Let’s start with Biden. Although it’s encouraging that the person leading in the polls is, on paper, an eminently qualified candidate hailing from the more moderate side of the Democratic party, in reality Biden is probably the least impressive of the moderates running. When I picture Biden debating Trump next year, I get genuinely worried. It doesn’t have to be this way — there are others in the “moderate lane” with strong resumes, sharper debating skills and a greater grasp on the issues.
Then there’s Warren and Sanders. I was encouraged by Warren’s early rhetoric which expressed appreciation for capitalism and markets, provided that rules of fairness and competition were enforced. But now that she’s apparently decided her path to victory relies mainly on stealing Sanders’ voters, she just sounds like a less angry, more wonky version of him. And what’s with the belittling of pragmatism in this last debate? If she really believes that legitimate questions about the political ramifications (let alone feasibility) of her positions are to be dismissed as Republican talking points, then maybe she’s deeper into Bernie’s “free everything for everyone!” dead-on-arrival leftism than I thought. Warren’s only saving grace at this point is that she’s smart, knowledgeable and would prove a better foil for Trump than another angry old white man, but the Republicans are still going to have a field day turning her statements into attack ads.
Finally, there’s Harris. She has always struck me as more opportunist politician than principled policymaker, and her contortions in recent months on everything from mandatory busing to her have-cake-and-eat-it kludge of a healthcare plan has just verified that impression. Add to that her apparent inability to get as good as she gives and it’s not clear she’d be as effective a prosecutor of Trump as everyone hopes. Ideologically flexible, thin-skinned and not particularly sharp on policy doesn’t make for a great candidate in my mind.

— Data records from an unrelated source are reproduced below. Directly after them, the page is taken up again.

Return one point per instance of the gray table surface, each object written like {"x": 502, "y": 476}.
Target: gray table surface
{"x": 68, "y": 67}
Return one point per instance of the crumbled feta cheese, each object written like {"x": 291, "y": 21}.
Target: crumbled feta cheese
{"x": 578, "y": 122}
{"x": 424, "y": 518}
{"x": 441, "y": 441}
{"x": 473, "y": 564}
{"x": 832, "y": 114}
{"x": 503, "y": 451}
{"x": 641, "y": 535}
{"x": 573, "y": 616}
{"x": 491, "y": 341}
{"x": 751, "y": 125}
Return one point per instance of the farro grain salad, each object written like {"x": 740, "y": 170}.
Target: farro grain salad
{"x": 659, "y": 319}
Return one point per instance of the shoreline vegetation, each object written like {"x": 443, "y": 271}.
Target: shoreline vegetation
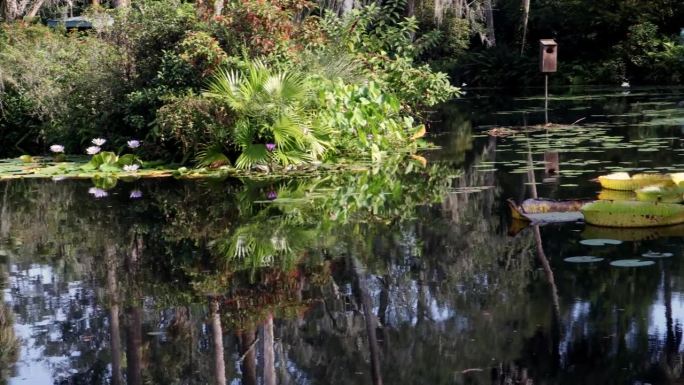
{"x": 284, "y": 85}
{"x": 246, "y": 90}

So who would I prefer? My dream top three would be Buttigieg (young and somewhat inexperienced, yes, but unique in his ability to articulate a nuanced pragmatism informed by progressive ideals), Michael Bennet (solid resume, moderate but principled) and Cory Booker (needs to moderate a bit on policy, but a sharp debater with proven executive experience). That’s not to say there aren’t other decent choices I’d take over the current leaders, but those three stand out to me so far, and all strike me as having an easier time beating Trump, which, I remind you, is job number one. I can’t help but grin when I imagine Buttigieg’s unflappable, deeply detailed debate responses next to Trump’s defensive, incoherent rambling. That’s not the reaction I anticipate when I think about the current top four.
The bottom line is this: the stakes are too damn high to continue with this ridiculous race to the left that’s alienating moderate voters like me, and creating a treasure trove of scare-tactic footage for Republican ads in the general. If I see one more debate dominated by liberal navel-gazing over Medicare for All or border decriminalization, I’m going to wonder if the Democrats really are the opposition party for our time or just an unserious band of dreamers who are more interested in having an ideological purity contest than actually saving this country from another 4 years of Trump’s ineptitude and degradation.